The University of Hawai'i is home to one of the oldest and largest American Studies departments in the United States. The year 2001 marked its fortieth anniversary, during which time the Department had awarded close to a thousand BA, MA, and PhD degrees.

Hundreds of American Studies programs and departments exist throughout North America, South America, Europe and Asia, each of them having unique characteristics and strengths. But only the American Studies Department at the University of Hawai'i provides students at all levels with a broad-based foundation in traditional American Studies fields (such as history, literature, film, politics, gender, ethnicity, and the arts) along with an opportunity to pursue in depth cross-cultural specializations involving the United States, Asia, and the Pacific.

Most undergraduate students in the UH American Studies Department hail from Hawai'i—the most genuinely multicultural state in the country. And while many of our graduate students also are from Hawai'i, a large proportion of them come to the Department from throughout the United States and abroad. In recent years foreign graduate students studying in the Department have arrived from Canada, China, India, Indonesia, Ireland, Japan, Korea, Sweden Switzerland, Taiwan, Thailand, and Vietnam.

The Department's diverse twelve member core faculty teach and publish in a wide variety of fields, including popular culture, media studies, film, cultural/social/intellectual history, African American studies, literature, art, architecture, cultural theory, Asian American Studies, international politics, indigenous studies, historic preservation, Japanese American studies, women's/gender studies, Filipino American studies and museum studies/material culture.

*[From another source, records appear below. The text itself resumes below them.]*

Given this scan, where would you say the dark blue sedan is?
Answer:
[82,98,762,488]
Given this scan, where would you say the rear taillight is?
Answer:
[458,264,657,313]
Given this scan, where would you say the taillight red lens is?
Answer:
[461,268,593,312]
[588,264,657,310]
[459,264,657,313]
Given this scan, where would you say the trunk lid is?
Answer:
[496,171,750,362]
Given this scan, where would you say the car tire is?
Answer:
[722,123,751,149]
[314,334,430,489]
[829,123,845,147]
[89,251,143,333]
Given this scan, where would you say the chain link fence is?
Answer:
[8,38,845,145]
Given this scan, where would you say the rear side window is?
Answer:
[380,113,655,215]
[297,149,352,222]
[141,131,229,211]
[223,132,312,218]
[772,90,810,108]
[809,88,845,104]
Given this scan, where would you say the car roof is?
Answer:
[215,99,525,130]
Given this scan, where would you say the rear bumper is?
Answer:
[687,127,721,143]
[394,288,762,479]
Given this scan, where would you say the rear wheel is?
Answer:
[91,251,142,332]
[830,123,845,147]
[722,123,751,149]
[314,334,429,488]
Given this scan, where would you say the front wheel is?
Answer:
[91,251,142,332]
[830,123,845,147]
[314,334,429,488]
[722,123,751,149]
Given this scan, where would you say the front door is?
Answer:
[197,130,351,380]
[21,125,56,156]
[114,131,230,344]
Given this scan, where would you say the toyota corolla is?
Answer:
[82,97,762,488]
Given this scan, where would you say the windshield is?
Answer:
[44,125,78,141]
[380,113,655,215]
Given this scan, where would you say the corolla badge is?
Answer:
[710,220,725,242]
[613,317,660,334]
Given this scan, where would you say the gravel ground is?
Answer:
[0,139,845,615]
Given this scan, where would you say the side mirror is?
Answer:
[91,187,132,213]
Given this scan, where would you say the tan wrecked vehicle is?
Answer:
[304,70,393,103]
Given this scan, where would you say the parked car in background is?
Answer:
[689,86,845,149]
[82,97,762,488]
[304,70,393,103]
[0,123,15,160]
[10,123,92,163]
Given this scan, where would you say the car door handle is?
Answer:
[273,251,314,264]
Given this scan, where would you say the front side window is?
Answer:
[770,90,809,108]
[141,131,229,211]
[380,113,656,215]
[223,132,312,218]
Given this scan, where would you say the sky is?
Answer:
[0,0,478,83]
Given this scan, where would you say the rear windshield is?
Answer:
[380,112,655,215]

Beyond the Department's core faculty, approximately two dozen additional faculty from throughout the University work closely with American Studies students. These faculty are drawn from such departments as English, history, sociology, anthropology, political science, art, music, Asian studies, ethnic studies, and women's studies.

The American Studies Department is located on the University of Hawai'i's 320-acre Manoa campus. The campus—which takes its name from lush Manoa Valley, in which it is situated, a short drive to either downtown Honolulu or Waikiki—is the University's research center and the largest of the ten campuses in the 48,000 student UH system.

The Department's commitment to multiculturalism is especially appropriate in this setting, since in the University's student body (as in the State of Hawai'i at large) no one ethnic group comes close to constituting a majority of the population. All UH students, like all the people of Hawai'i, are therefore members of one or another "minority group," and fully a third of the population is of mixed ethnic ancestry. Appropriately, the motto of the University is "Above All Nations is Humanity."

The University is surrounded by the City and county of Honolulu, which has a population of nearly 900,000—making it one of the dozen or so largest municipalities in the United States. It also is one of the most diverse, containing within its 620 square miles a densely populated, high-rise urban center and numerous outlying suburban communities, as well as miles of pristine beaches, mountain ranges, and wilderness open space. Honolulu is on the island of O'ahu, one of the five major islands (including Kaua'i, Maui, Moloka'i, and the "Big Island" of Hawai'i) in the Hawaiian archipelago.

As befits the islands' world-renowned climate and environment, much of life in Honolulu is lived outdoors. There are, however, countless museums, art galleries, theaters, concert halls, libraries, and bookstores throughout the city. Shopping opportunities range from enormous malls with the likes of Tiffany's, Nieman Marcus, and Saks to open air markets and tiny shops in the narrow streets of Chinatown. And, of course, Honolulu's nightlife is famously vibrant—with hundreds of clubs and restaurants serving an astonishing variety of cuisines from throughout the world.

Everyone knows that Honolulu, like the rest of the Hawaiian Islands, is a wonderful place to visit and to live. What is less well known is that the University of Hawai'i provides an unmatched locale for the study of American culture and society. Situated at the crossroads of the Eastern and Western Hemispheres—with a faculty drawn from the finest universities in the country and a student body as cosmopolitan as any in the world—it is almost impossible for those who work and study at UH to view the United States in other than a richly complex, internationalist, and multicultural perspective.

It is now estimated that in fifty years the entire United States will have no single ethnic group that constitutes a majority of the population—as has been the case in Hawai'i for more than a century. Why wait? In Hawai'i you can study the American future—now.